Why we started the study.
HRAS, NRAS and KRAS have been a focus of cancer biologists for more than 40 years because they are the most frequently mutated oncogenes in cancer. Around 20% of human cancers harbor mutations in these genes. The interest in RAS genes has recently intensified as attempts to directly target their gene products with drugs have finally born fruit. The three RAS genes code for four proteins: KRAS4B and KRAS4A, generated by the alternative usage of the last two coding exons of the KRAS gene, HRAS, and NRAS. Until recently, KRAS4A has been considered less relevant in cancer than KRAS4B because of its relatively low expression. However, recent findings by Philip Lab and others have shown specific molecular interactions and equal expression of KRAS4B and KRAS4A in colorectal tumours [1-4]. Importantly, KRAS4A, but not KRAS4B, has been found to directly regulate hexokinase 1 on the outer mitochondrial membrane, an interaction that uncovered a unique metabolic vulnerability in tumors expressing relatively high levels of oncogenic KRAS4A, which could have therapeutic potential [2, 5]. These observations led Mark to be interested in the evolutionarily origins of KRAS4A.
The products of the RAS genes, also known as classical or canonical RAS proteins, consist of two functionally distinct regions: catalytic GTP/GDP binding domains (G-domains) with a highly conserved structure that act as binary molecular switches, and an unstructured C-terminal hypervariable region (HVR) of 22-23 residues that anchor the GTPases to cellular membranes by using different combinations of membrane targeting motifs (Fig. 1). Evolutionarily, HRAS, NRAS, and KRAS genes form a branch in the tree of the RAS family of small GTPases, which in humans comprise 40 members [6, 7]. The RAS family itself is a subset of a much larger group of evolutionarily related small GTPases known as the RAS Superfamily. Although, the broad evolutionary history of the RAS superfamily has been the subject of several studies, some aspects of the evolution of the canonical RAS proteins (HRAS, NRAS, KRAS4B, and KRAS4A) have not been fully addressed, such us the diversification of the RAS genes, the origin of the HVR sequences, and the generation of the KRAS4A splice variant.

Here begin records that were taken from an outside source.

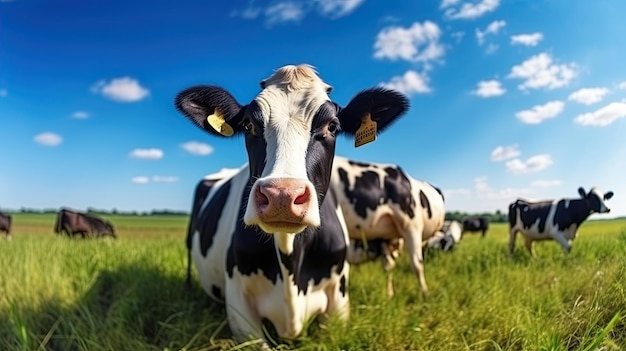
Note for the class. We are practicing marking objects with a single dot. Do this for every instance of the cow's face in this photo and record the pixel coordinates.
(290, 130)
(596, 200)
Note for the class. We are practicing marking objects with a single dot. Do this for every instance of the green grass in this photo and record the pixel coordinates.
(128, 294)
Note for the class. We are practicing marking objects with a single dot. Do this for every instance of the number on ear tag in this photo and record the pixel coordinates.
(366, 132)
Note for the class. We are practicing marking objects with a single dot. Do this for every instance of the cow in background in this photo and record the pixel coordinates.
(274, 243)
(381, 201)
(5, 224)
(73, 222)
(476, 224)
(554, 219)
(447, 238)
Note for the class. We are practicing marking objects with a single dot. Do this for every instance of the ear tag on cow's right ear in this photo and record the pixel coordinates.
(366, 132)
(219, 124)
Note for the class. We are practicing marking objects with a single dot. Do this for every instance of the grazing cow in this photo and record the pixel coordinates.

Fig. 1. Canonical RAS proteins have specific combinations of membrane targeting motifs in their hypervariable regions (HVRs). The ubiquitous C-terminal CaaX motif (dotted line) is shown with its cysteine (yellow) modified with a farnesyl lipid (green). The other HVR cysteines are shown modified with palmitate (red). The strong polybasic domain (PBD) of KRAS4B is shown with lysines in blue with an intervening serine 181 starred to indicate the phosphorylation site. Polybasic region 1 (PBR1) is shared by HRAS, NRAS and KRAS4A. Polybasic region 2 (PBR2) is unique to KRAS4A. A neutralized basic motif (NB) is boxed in KRAS4B.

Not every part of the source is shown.